The Boston Celtics’ summer league schedule officially concluded Saturday with a loss in the Las Vegas quarterfinals.
All told, it was a successful trip for the C’s, who dropped two of their three games at the Utah summer league but proceeded to win four of five in Las Vegas and, far more importantly, saw many of their young players make great strides in the process.
For those of you who tend to tune out basketball in the summer months, here’s a taste of what you missed during Boston’s week-and-a-half in Las Vegas:
Smart goes down
Remember when we noted earlier this month that Marcus Smart’s non-stop intensity — while encouraging to see from a player who clearly was a cut above his competitors — made Celtics fans a bit fearful their starting point guard would injure himself in a meaningless summer league game?
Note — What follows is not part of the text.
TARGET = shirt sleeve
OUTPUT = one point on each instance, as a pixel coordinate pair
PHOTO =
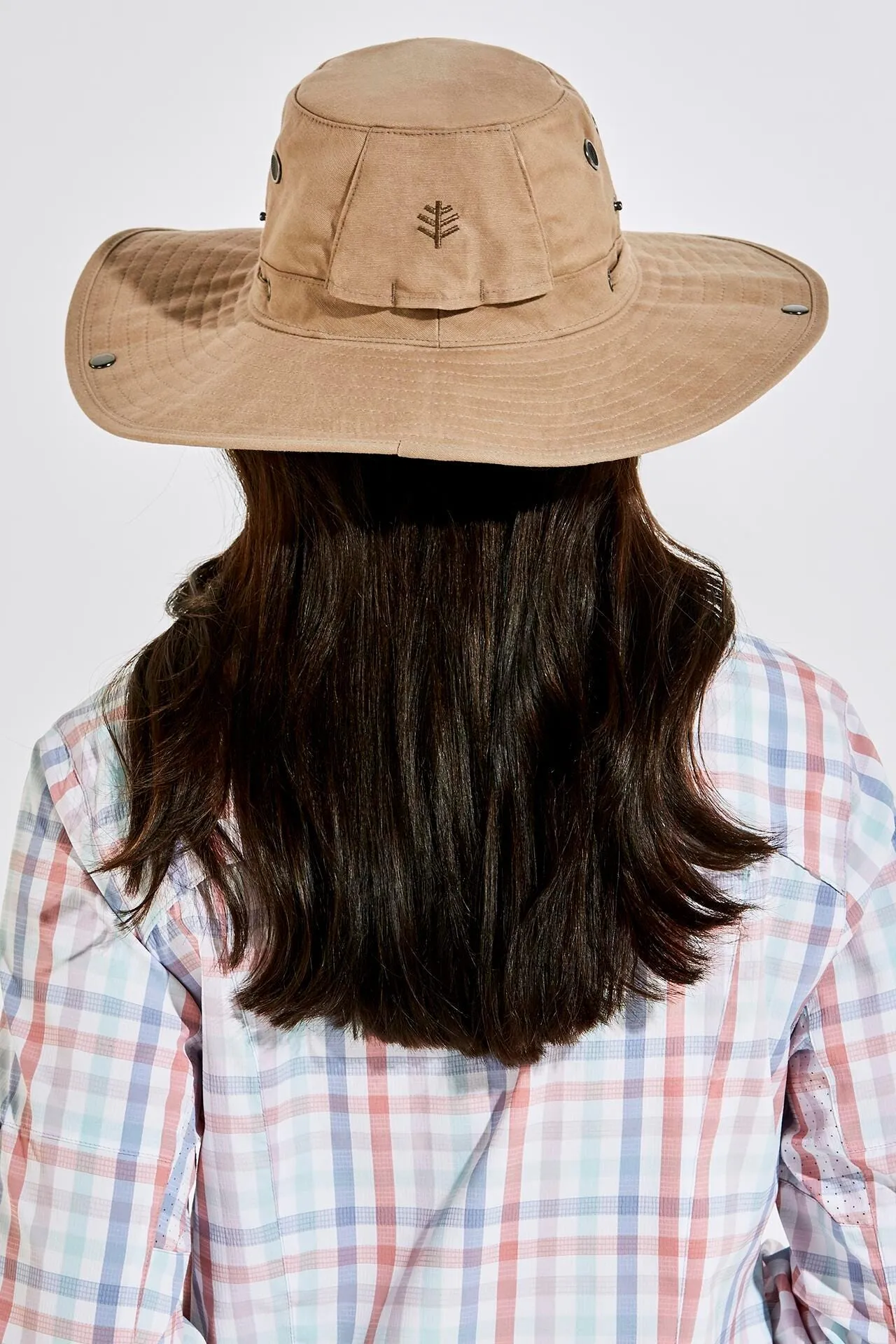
(99, 1144)
(836, 1281)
Well, that’s exactly what happened in Las Vegas.
Smart dislocated two fingers on his right hand Thursday while battling for a rebound during a win over the Portland Trail Blazers. It was a pretty gnarly-looking injury, but X-rays revealed no broken bones, and with two months still remaining before training camp, the 21-year-old has plenty of time to recover before legitimate basketball activities commence.
He will, however, be forced to miss an upcoming NBA showcase in Africa he was scheduled to participate in with teammate Evan Turner.
Rozier steps up
Terry Rozier has done much this summer to win over those who scoffed at his lofty draft position. The 16th overall pick lived up to the high praise of the Celtics’ brass in both Salt Lake City and Las Vegas, showing off the intensity, athleticism and “burst” that made him a pre-draft favorite of coach Brad Stevens and team president of basketball operations Danny Ainge.
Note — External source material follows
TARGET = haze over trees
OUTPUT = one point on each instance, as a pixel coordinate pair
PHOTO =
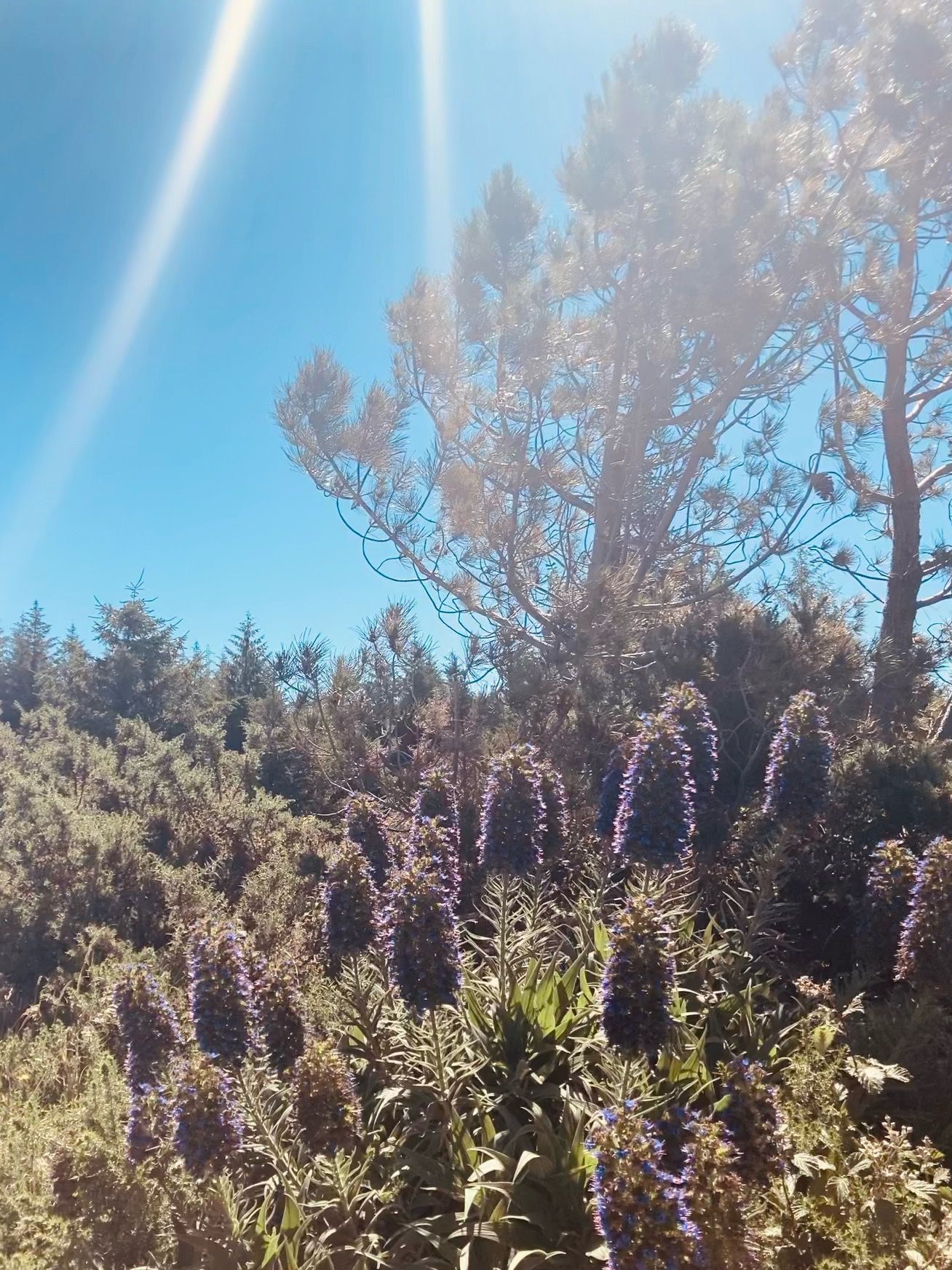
(617, 930)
The 6-foot-1 point guard is not the most consistent shooter (3-for-10 Tuesday against the Miami Heat; 2-for-12 Saturday against the San Antonio Spurs), but he did hit a number of clutch shots, including Boston’s biggest of the summer: an off-balance, step-back, contested 3-pointer that tied the game in the final seconds of Saturday’s quarterfinal matchup with the Spurs.
“I’m a confident person no matter what I’m doing,” Rozier said, via The Associated Press. “I believe in myself more than anybody. I’m just trying to help the team and do whatever I can.”
Unfortunately for Rozier & Co., Shannon Scott buried a buzzer-beater on the ensuing Spurs possession to send the C’s packing.
Hunter from downtown
After coming alive in his final game in Salt Lake City, R.J. Hunter continued to impress in the second stop of Boston’s summer league tour, showcasing his ridiculous 3-point range while averaging a team-high 15.6 points per game.
The loss to San Antonio might have been Hunter’s best game yet, as the 6-foot-6 shooting guard went 7-for-14 from the floor, 3-for-8 from deep and 5-for-7 from the free-throw line to finish with a personal-best 22 points and five rebounds.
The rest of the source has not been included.